Ever wonder why that blood trail dried up so fast and you lost the buck? I have an answer. There...

Ever wonder why that blood trail dried up so fast and you lost the buck? I have an answer.

There is some basic animal physiology and biology at play, but it's easy to understand so you can track your next kill. 

A dull broadhead makes a raged wound and those wounds clot rapidly, which results in another hit-and-lost animal. On the other hand, a cut made by a razor-sharp broadhead, blade of grass or Gillette Razor, bleeds freely. You can't get those cuts to stop bleeding.

Fact is, with a deer, the broadhead may not have been dull in flight but by the time it got into vital tissue, the blades were dulled. Here is how that happens. If you are shooting one of the open-on-impact broadheads the blades deploy too early. They are dulled by cutting through hair, hide, meat and ribs. By the time it gets to the vitals it may be as dull as a butter knife.

Arteries are the pressurized pipes carrying blood away from the heart. They have four layers and are tough. If you cut an artery, arterioles or even slice into a capillarity bed the same thing happens. First, alarm proteins are released at the cut site. If the cut site is ragged then large numbers of alarm proteins are summoned. They begin the clotting process by calling in platelets and fibrin to cover and seal the wound. Quickly you have a clot and blood flow/loss is stopped.

Next we are off to the testing lab. I first revealed this rubber-band demo in 1986 in a video titled, "Bowhunting Hungry Black Bears." The same holds true today. For the test, we first shot two broadheads through a steer shoulder blade. They both made it through. One was damaged by the bone. Its once-sharp edge was compromised. The other one was still razor sharp.

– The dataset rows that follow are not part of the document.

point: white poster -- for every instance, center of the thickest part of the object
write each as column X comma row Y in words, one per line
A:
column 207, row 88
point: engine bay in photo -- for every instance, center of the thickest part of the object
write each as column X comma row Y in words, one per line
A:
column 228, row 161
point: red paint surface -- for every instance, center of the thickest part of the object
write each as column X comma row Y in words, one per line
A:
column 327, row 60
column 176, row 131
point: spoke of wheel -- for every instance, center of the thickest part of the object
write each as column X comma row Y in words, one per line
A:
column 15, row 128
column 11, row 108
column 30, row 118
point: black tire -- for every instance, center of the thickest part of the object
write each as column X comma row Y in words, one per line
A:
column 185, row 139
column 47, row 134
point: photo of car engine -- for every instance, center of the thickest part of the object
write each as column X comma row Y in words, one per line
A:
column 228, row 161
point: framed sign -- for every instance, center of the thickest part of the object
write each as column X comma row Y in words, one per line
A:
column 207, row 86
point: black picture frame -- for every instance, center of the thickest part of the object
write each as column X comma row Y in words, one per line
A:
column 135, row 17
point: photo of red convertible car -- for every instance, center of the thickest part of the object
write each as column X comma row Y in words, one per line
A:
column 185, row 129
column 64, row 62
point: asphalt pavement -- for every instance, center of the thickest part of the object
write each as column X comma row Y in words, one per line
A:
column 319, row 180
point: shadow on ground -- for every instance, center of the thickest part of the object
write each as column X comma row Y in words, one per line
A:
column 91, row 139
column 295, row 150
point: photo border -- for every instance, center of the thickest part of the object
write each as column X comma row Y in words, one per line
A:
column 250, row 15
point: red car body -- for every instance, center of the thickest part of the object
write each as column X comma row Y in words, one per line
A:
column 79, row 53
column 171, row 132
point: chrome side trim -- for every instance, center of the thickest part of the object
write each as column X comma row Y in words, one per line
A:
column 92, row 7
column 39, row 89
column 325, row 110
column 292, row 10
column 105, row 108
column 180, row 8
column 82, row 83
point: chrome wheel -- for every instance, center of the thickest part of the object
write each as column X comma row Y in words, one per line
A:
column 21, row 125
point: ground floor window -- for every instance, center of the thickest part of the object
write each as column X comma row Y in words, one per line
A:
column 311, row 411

Next, I pushed an open-on-contact broadhead that we'd shot through the same shoulder bone, through the same rubber bands. The dull blades pushed the elastic bands out of the way. Few were cut. The ones that were cut displayed a ragged cut path. This would clot quickly due to the rapid summoning of alarm proteins, platelets and fibrin.

This is the science of slice. You either get a razorblade cut that bleeds or you get a ragged dull cut that clots. It's your choice. One way to look at this is that if you chose to hunt with a broadhead that gets dull during entry... you get to hunt more, because you never find your buck. I guess that's not a good thing after all.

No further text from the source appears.